Esther BenBassa, sénatrice d’Europe Écologie Les Verts, est en faveur de l’intervention d’une coalition pour sanctionner le régime de Bachar al-Assad : elle ne conçoit pas de politique sans éthique, et une intervention « illégale » (c’est-à-dire, qui n’aurait pas reçu l’aval de l’ONU) n’est pas « immorale » selon elle. Cette ONU, qui, tant qu’elle n’a pas été réformée dans son fonctionnement actuel, perd singulièrement de son sens dans la mesure où le Conseil de Sécurité ne joue plus son rôle pris en otage par des intérêts politiques partisans : ainsi la Russie, qui fait échec à toutes les résolutions du Conseil de sécurité pour garder la main sur l’échiquier politique moyen-oriental en jouant son joker Bachar al-Assad, et qui, se faisant, fait prévaloir ses intérêts politiciens mesquins au mépris du sens éthique le plus élémentaire et de sa responsabilité en tant que membre au Conseil de Sécurité, sa responsabilité morale à l’égard du monde. Car c’est bien cela qui est en cause, la moralité des cinq membres du Conseil de sécurité, vainqueurs de la seconde guerre mondiale, qui sont les Etats-Unis d’Amérique, la Grande-Bretagne, la France, la Russie et la Chine. Ce « machin » ne fonctionne plus en l’état. Le Conseil de sécurité normalement devrait être garant de la paix mondiale et d’une certaine éthique politique planétaire. Or que constate-t-on ? Les règles qui gouvernent cette instance onusienne, la plus éminente, sont tout simplement inopérantes. Depuis l’origine, le ver est dans le fruit. La règle du veto, qui permet à un seul membre du Conseil de sécurité, s’il est en désaccord avec les quatre autres, de bloquer toute décision du Conseil, est une aberration en soi : la règle devrait être celle de la majorité, à savoir, si trois membres sur cinq sont d’accord, la majorité devrait l’emporter. Après tout, le modèle de gouvernance qui prévaut sur la planète est la démocratie, le meilleur (faute de mieux, « le pire des régime à l’exception de tous les autres », selon Churchill), et selon ce modèle, la majorité l’emporte, même si elle a tort. Mais voilà, la Chine n’est pas une démocratie, et la Russie, une démocratie de façade. Alors que faire ?

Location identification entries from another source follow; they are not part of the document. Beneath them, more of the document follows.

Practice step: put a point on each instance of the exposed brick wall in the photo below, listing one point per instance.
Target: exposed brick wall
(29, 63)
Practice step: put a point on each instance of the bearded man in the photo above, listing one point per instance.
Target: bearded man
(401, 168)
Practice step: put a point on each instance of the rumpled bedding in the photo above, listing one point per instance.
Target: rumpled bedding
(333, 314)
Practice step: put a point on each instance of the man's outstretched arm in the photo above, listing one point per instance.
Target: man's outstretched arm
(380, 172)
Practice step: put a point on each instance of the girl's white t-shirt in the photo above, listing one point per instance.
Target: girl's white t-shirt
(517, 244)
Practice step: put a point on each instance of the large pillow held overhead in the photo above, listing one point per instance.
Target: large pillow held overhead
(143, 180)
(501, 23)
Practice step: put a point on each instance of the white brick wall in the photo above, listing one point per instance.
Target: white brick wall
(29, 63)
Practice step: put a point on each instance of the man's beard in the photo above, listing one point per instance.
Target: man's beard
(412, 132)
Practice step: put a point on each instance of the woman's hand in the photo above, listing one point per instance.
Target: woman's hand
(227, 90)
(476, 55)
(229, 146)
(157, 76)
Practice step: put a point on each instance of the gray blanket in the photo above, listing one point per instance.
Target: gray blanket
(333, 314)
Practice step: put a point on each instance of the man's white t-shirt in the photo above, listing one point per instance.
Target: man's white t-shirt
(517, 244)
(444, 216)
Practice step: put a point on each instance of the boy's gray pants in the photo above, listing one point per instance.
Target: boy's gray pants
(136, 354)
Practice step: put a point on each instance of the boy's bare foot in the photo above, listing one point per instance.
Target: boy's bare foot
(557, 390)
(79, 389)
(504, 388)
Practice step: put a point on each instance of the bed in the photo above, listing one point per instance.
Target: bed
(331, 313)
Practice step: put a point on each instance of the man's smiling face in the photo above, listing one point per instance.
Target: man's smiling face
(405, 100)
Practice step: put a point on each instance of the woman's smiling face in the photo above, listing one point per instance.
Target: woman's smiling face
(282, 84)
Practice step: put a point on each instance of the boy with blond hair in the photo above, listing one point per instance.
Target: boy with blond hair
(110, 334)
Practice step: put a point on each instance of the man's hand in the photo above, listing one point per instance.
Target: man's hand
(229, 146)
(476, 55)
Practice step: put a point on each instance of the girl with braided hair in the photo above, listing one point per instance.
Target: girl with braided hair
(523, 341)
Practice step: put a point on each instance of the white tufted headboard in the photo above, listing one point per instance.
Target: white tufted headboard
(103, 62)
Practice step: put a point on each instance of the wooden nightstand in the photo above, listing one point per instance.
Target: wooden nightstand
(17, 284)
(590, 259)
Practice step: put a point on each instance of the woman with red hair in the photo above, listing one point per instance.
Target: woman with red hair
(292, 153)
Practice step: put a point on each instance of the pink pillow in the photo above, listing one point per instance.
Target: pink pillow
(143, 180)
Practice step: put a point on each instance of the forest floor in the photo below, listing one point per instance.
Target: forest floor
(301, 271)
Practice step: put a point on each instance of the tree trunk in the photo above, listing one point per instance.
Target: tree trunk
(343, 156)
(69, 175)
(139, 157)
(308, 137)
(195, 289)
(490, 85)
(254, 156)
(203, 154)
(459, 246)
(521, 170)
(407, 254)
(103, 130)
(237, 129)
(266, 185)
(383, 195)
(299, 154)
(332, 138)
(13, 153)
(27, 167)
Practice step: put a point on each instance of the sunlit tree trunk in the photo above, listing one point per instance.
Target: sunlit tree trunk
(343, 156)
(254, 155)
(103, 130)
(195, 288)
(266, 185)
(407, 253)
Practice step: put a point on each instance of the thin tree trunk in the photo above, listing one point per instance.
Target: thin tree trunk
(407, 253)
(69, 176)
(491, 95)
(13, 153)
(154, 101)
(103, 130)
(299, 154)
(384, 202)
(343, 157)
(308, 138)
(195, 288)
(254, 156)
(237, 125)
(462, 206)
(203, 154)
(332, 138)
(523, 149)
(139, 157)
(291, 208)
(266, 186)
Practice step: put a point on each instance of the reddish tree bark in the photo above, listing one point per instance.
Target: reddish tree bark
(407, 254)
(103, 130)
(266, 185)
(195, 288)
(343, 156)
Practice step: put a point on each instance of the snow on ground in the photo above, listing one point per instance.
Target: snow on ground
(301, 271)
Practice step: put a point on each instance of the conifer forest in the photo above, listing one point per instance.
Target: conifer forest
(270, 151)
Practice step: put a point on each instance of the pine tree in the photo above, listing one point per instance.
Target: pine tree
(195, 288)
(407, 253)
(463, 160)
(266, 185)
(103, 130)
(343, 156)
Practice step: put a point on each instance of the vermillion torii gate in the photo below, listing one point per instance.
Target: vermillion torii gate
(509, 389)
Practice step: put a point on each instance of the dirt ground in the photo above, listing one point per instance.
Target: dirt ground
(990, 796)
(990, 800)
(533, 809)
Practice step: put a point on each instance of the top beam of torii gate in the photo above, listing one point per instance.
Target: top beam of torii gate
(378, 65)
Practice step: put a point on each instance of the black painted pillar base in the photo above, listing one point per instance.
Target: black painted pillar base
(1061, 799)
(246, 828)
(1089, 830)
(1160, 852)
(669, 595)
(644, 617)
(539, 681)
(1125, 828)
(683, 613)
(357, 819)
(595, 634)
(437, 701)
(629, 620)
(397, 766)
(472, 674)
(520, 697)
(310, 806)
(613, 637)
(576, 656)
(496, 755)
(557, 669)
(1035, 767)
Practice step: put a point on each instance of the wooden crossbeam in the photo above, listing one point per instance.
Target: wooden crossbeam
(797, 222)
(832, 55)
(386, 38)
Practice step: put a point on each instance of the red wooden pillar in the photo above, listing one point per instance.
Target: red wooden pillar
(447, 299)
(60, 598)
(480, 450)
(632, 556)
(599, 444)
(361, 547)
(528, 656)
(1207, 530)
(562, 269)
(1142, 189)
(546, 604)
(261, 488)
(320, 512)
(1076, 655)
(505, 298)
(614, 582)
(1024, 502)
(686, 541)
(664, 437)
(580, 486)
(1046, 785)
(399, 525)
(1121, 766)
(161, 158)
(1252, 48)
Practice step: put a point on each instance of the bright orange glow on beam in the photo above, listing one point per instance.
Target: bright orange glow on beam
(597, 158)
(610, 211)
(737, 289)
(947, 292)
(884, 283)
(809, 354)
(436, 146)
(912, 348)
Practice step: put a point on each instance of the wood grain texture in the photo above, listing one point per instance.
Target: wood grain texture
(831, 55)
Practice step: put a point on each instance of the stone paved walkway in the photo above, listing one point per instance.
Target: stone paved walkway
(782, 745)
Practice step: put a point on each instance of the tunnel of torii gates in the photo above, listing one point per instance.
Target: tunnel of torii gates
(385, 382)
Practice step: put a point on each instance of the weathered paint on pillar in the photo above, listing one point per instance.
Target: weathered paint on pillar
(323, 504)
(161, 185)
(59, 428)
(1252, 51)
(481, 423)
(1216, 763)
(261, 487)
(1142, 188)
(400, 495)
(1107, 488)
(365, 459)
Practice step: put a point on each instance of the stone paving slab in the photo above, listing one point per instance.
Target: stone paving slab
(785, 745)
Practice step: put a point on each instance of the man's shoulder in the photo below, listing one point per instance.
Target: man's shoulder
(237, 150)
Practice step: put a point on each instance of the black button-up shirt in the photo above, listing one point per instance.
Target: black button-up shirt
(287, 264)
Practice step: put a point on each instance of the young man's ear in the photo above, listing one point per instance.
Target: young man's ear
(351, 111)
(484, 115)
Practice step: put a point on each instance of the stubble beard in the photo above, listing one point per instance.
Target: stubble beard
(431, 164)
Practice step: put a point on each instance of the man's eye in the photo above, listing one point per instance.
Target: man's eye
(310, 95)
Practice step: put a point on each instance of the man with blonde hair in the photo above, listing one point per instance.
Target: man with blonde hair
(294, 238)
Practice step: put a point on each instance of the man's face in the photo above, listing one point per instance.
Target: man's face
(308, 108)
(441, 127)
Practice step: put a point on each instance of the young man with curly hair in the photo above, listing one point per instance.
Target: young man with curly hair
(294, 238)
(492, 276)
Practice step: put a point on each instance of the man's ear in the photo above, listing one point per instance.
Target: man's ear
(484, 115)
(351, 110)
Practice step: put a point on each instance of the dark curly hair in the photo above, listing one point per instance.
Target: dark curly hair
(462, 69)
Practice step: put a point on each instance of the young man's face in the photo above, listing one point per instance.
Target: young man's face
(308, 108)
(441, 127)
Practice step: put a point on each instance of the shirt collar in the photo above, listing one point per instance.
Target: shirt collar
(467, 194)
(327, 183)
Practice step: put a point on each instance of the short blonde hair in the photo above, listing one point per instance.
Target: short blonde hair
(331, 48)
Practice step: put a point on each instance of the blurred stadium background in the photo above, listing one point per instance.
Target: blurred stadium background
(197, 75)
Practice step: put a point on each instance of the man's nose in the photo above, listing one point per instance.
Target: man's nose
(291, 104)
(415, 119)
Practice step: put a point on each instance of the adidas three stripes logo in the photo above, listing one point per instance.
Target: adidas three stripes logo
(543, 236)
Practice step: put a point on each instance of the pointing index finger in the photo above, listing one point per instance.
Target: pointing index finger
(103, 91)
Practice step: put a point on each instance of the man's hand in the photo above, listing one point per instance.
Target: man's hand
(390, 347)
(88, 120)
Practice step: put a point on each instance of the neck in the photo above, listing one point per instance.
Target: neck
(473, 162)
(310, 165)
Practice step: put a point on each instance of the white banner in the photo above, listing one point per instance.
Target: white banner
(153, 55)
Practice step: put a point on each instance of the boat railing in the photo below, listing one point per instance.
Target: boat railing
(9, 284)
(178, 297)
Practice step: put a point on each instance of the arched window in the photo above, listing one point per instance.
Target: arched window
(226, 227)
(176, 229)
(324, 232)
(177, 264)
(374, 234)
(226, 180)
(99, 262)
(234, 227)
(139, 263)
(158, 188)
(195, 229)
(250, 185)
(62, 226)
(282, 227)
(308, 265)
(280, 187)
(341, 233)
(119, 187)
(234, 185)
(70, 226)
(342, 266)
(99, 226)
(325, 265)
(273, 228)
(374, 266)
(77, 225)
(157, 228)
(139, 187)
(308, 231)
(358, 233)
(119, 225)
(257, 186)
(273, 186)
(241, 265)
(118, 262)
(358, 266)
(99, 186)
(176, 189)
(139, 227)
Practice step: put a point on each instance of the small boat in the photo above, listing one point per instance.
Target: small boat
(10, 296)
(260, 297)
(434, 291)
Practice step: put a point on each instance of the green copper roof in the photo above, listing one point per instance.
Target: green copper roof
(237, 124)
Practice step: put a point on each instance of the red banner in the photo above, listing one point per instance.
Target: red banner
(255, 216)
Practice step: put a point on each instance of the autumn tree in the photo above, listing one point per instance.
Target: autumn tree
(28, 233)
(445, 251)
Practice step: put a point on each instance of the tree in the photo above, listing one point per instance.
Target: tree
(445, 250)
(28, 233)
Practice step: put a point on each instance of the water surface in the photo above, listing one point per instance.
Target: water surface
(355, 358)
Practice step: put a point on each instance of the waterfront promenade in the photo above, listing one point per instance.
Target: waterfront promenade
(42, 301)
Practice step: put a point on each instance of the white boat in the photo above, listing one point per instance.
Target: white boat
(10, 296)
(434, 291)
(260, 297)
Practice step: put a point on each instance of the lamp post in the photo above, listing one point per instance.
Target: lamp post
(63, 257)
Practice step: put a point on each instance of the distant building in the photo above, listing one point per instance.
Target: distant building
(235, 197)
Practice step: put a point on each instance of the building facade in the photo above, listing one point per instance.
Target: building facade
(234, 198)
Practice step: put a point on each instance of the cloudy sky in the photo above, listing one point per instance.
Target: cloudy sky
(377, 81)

Ne rien faire pour ne pas sortir des clous ? Ou bien agir et braver la légalité onusienne ? Mais la légalité onusienne, on l’a vu, n’a pas grand-chose à voir avec l’éthique, otage qu’elle du jeu d’intérêts mesquins. François Hollande, lui, en appelle à la légitimité, légitimité de l’intervention en Syrie pour crime de guerre et infraction manifeste aux conventions internationales de Genève. Une intervention qui se légitime juridiquement par le droit d’ingérence, le devoir de protection d’une communauté humaine sous la menace d’un tyran. Curieusement, l’Europe, malgré le singulier refroidissement observé il y a quelques jours lors du G20 à Saint-Pétersbourg, s’est enfin décidée à mettre terme à sa passivité pour donner un signal fort en direction de Damas. La chancelière allemande, la plus frileuse de tous les Européens sur le dossier syrien, ou peu s’en faut, a décidé elle aussi de se rallier à cette position commune. Faut-il y voir un signe des temps, le signe d’un changement d’attitude de l’Europe à l’égard de la Syrie ? Faut-il y voir enfin le signe d’une prise de conscience européenne commune ? Le signe que l’Europe est en train faire corps sur la question syrienne ? L’Europe va-t-elle enfin s’engager pour lutter contre barbarie syrienne et faire la preuve de son unité ? La cohérence politique va-t-elle enfin surgir du magma des divergences d’opinions et de points de vue des membres de l’Europe ? Il serait temps. Grand temps même. Car là-bas, au Proche-Orient, « si loin, si proche » (comme dirait le cinéaste allemand Wim Wenders), les civils et les innocents, qui meurent sous les armes chimiques employées par le boucher cynique de la Syrie, ceux-là, n’ont plus le temps. Abandonnés par la communauté internationale, ils restent à la merci de Bachar al-Assad, qui a fait le pari de l’inaction occidentale, parce qu’en Occident (le mot vient du latin, occidens, « tombant », pour le soleil), on est tombés si bas qu’on s’englue dans des questions d’ordre juridique. Pendant ce temps, fort de la protection de son maître russe, le joker de Poutine poursuit inlassablement son œuvre de tueur en série, persuadé qu’il est dans son bon droit et seul maître à bord, comme tous les tyrans de bon aloi, qui pensent que Dieu ou le destin est de leur côté.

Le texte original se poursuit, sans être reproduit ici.